Tuesday, April 29, 2014

Tracking without losing your privacy

This thought stated as a way to collect tolls and track road usage while not giving up privacy. I use Fastrack here in California and it knows when I was on a toll road and even how fast I was going.

Now I personally don't care about that data much since I'm not doing anything that anyone else would care about.

What if you did care. What if our non-trustworthy government decided that instead of a gas tax, all cars will just be tracked for usage and charged accordingly.

This may happen sooner than later with alternative fuels and electric cars. They may not pay much of or any gas tax therefore not contributing to road maintenance and construction of new roads.

So how can the government or contacted agency get this data without invading your privacy.

We need a solution that allows an individual to provide enough data to the organization that needs that data without compromising privacy. I believe this can be done by doing the following:
- Track only how many miles were traveled in an area.
- Do not track times
- Only report the month or quarters totals.
- Data collection request occurs constant but device only reports when required.

Let me explain this all...
The agency or organization only needs enough information to generate a usage billing. The device knows where you are but that device does not report that detailed data, only totals for the different areas.

Let's say you are driving through the city of San Diego on surface streets. In one month you drive 342 miles on these surface streets. That's all the city needs to know to provide you with a tax bill. The idea is instead of gas tax paying for road repair, drivers pay for where they actually drive!

The device in your car that can replace a fastrak as well only stores totals. Even if it was compromised there would be no detailed tracking data.

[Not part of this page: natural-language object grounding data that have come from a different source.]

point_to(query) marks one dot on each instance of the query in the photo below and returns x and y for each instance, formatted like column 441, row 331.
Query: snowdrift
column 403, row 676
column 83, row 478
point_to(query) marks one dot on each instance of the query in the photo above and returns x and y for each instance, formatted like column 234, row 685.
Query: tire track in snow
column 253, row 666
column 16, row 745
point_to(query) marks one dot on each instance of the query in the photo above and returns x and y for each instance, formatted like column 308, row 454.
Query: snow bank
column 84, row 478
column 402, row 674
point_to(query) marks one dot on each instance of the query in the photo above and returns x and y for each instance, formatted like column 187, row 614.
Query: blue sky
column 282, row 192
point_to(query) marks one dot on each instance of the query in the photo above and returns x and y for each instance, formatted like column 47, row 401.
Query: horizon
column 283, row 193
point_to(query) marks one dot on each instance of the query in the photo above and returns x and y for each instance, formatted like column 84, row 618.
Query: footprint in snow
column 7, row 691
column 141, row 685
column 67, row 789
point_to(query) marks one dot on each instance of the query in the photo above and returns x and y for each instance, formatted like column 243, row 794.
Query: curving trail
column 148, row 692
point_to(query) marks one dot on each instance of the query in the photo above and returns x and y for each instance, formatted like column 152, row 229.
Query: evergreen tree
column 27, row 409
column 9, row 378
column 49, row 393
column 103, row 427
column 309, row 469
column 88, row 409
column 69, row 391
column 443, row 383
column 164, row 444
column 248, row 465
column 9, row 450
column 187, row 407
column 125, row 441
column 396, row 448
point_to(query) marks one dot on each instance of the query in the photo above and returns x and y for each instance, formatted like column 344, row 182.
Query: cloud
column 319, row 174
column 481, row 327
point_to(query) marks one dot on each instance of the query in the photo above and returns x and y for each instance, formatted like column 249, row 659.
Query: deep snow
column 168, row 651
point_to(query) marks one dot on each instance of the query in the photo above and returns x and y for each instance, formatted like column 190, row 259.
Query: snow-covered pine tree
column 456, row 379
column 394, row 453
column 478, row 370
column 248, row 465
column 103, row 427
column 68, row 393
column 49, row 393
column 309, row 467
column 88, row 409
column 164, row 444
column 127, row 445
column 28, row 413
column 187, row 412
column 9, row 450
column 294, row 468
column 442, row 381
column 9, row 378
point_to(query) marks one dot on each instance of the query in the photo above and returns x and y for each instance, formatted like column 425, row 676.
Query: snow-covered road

As you drive around there are readers like what toll roads have now that collect the data from these devices. The devices will be polled but only answer when their reporting period is due. By not answering this prevents tracking to the collection locations. When it does answer and uploads it's report it is packaged anonymously and only the collection agency will see the contents. There should be no record of what collector received the report. Again ensuring privacy of the drivers.

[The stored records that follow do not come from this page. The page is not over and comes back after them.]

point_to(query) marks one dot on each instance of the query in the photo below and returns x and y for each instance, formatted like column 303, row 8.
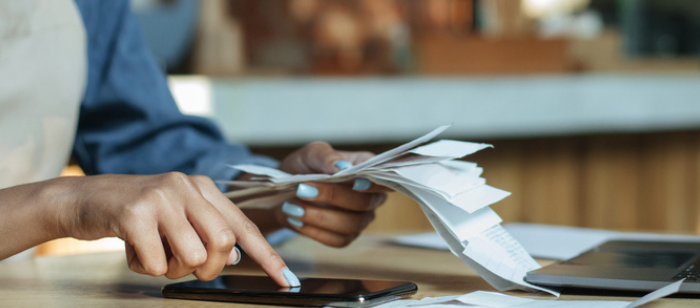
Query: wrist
column 58, row 206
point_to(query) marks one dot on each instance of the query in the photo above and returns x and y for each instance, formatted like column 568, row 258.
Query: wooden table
column 103, row 279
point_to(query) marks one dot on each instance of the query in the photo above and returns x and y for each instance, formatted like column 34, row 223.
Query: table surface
column 103, row 279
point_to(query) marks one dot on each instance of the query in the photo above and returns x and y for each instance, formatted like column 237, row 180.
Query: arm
column 172, row 224
column 129, row 122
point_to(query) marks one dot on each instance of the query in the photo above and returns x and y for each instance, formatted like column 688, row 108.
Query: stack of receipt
column 451, row 193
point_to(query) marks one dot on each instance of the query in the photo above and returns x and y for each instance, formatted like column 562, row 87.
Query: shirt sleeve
column 129, row 122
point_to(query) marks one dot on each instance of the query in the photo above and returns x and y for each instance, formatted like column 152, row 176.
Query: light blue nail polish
column 292, row 209
column 294, row 222
column 361, row 184
column 240, row 256
column 342, row 164
column 292, row 279
column 307, row 191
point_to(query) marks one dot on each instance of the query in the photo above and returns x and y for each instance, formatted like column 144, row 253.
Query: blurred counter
column 286, row 111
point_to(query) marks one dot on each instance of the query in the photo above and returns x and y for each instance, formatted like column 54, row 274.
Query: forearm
column 29, row 216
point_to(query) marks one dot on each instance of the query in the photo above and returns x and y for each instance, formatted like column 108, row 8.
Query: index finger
column 250, row 239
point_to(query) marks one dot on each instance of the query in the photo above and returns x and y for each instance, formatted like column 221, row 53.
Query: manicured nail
column 307, row 191
column 342, row 164
column 292, row 279
column 294, row 222
column 234, row 257
column 361, row 184
column 292, row 209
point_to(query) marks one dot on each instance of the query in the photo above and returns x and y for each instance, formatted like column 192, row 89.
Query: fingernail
column 294, row 222
column 234, row 257
column 292, row 279
column 361, row 184
column 307, row 191
column 342, row 164
column 292, row 209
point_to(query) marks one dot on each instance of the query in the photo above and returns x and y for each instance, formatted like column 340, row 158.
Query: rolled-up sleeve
column 129, row 122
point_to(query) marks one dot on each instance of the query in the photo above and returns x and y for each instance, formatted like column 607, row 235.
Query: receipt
column 451, row 193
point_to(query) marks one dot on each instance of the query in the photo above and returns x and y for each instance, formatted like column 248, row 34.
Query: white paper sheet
column 549, row 241
column 485, row 299
column 452, row 195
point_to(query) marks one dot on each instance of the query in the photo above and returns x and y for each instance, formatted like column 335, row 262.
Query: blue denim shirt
column 129, row 122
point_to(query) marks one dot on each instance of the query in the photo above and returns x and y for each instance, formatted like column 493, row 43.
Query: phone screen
column 312, row 292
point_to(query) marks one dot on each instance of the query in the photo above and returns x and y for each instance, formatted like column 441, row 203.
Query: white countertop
column 288, row 111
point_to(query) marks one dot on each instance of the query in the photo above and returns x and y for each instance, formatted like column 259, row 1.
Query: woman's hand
column 333, row 214
column 172, row 224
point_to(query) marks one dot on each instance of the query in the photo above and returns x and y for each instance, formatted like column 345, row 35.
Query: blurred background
column 592, row 105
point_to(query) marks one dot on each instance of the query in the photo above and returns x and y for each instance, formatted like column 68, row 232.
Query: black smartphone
column 312, row 292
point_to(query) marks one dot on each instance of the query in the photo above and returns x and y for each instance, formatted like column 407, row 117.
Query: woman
column 77, row 81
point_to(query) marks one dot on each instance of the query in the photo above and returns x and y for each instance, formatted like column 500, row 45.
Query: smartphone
column 312, row 292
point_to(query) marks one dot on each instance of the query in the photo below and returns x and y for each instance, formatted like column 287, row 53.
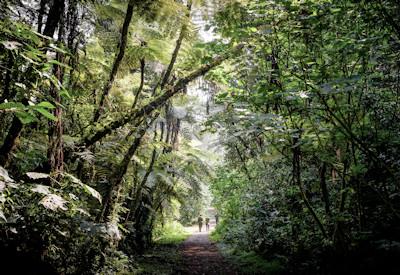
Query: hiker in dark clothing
column 207, row 223
column 200, row 221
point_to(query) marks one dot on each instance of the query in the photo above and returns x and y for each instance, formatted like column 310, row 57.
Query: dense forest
column 122, row 121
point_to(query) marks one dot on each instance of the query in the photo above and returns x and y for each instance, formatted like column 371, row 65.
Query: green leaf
column 2, row 216
column 46, row 104
column 25, row 117
column 12, row 105
column 46, row 114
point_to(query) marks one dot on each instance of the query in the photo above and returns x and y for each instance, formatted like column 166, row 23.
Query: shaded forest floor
column 196, row 255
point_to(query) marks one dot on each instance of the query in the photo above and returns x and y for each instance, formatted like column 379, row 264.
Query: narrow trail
column 200, row 256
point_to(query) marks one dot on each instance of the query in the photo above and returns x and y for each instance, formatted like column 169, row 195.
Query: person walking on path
column 200, row 221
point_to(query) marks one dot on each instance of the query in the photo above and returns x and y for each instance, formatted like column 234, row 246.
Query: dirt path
column 200, row 256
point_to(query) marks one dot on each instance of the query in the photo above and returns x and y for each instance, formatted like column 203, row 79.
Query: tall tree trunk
column 16, row 127
column 55, row 154
column 324, row 188
column 117, row 62
column 297, row 179
column 53, row 18
column 10, row 142
column 111, row 197
column 42, row 10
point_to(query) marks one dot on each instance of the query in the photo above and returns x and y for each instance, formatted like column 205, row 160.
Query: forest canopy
column 120, row 116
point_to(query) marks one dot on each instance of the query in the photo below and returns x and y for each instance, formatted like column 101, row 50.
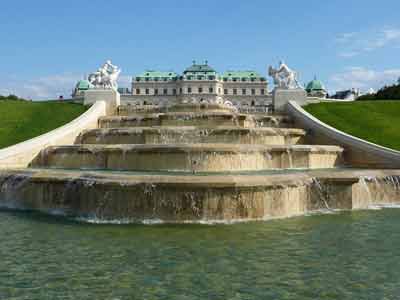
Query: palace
column 199, row 83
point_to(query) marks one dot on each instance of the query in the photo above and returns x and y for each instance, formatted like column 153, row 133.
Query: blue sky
column 47, row 45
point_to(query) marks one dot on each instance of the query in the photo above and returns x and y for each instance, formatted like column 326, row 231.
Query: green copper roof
column 83, row 85
column 315, row 85
column 199, row 68
column 247, row 75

When you drive under these collection points your tracker can also get updates. I would foresee updates happening all the time with information on new areas, changed areas, plus as you move to an area you have never been, a new map. The trackers would only store a map large enough to cover say a few hundred square miles. If you were to go on a trip to Las Vegas then as your tracker passed through collection points it would give you more areas. All of this data transaction would be anonymous so you would not be tracked.

Each area that it's basically just a border of GPS coordinates would have a number and that number would have a corresponding mileage increment with it as you move around in that area. Once your collection time comes up all that data is uploaded and once confirmed it is received your tracker gets a clear code. For prevention of a trackers data being cleared there would need to be safeguards. In the event a tracker is lost there would be a fine, this would be enough to cover the cost of the tracker itself plus an average amount of fees that would normally be collected in a period.

Why so paranoid?
Because too much data can be used for malicious purposes. Here are several examples of what detailed tracking data could be used for:
-Let's say your seeing a sociologist and you don't want anyone to know. If you were tracked then a pattern of always going to a particular area at a particular time would give away your secret.
-You could be having an affair. Not a nice thing to do but nonetheless it's none of the government business.
-What if you frequented a gun range and you were running for political office. Maybe that is not something you want people to know.
-Just in general it's no one's business where you are or where you go. This is a free country, we don't have to be treated like communist Russia where we have to have papers to move around the country. It's plain and simple too much information that no one should have.

So as we move forward with the inevitable of having to pay for use of roads and other shared resources. Having a solution that respects our privacy while still providing enough data to pay for these resources is a win win for everyone. The added benefit is a more fair way of collecting taxes. So grandma with an older car that gets poor gas mileage but only drives to the grocery store and back vs the hybrid owner that drives 30,000 miles a year all over the country will both be treated more fairly.

I would suggest that the mileage rates be based on the weight of the vehicle as they cause more wear on the roads thus more costs to maintain.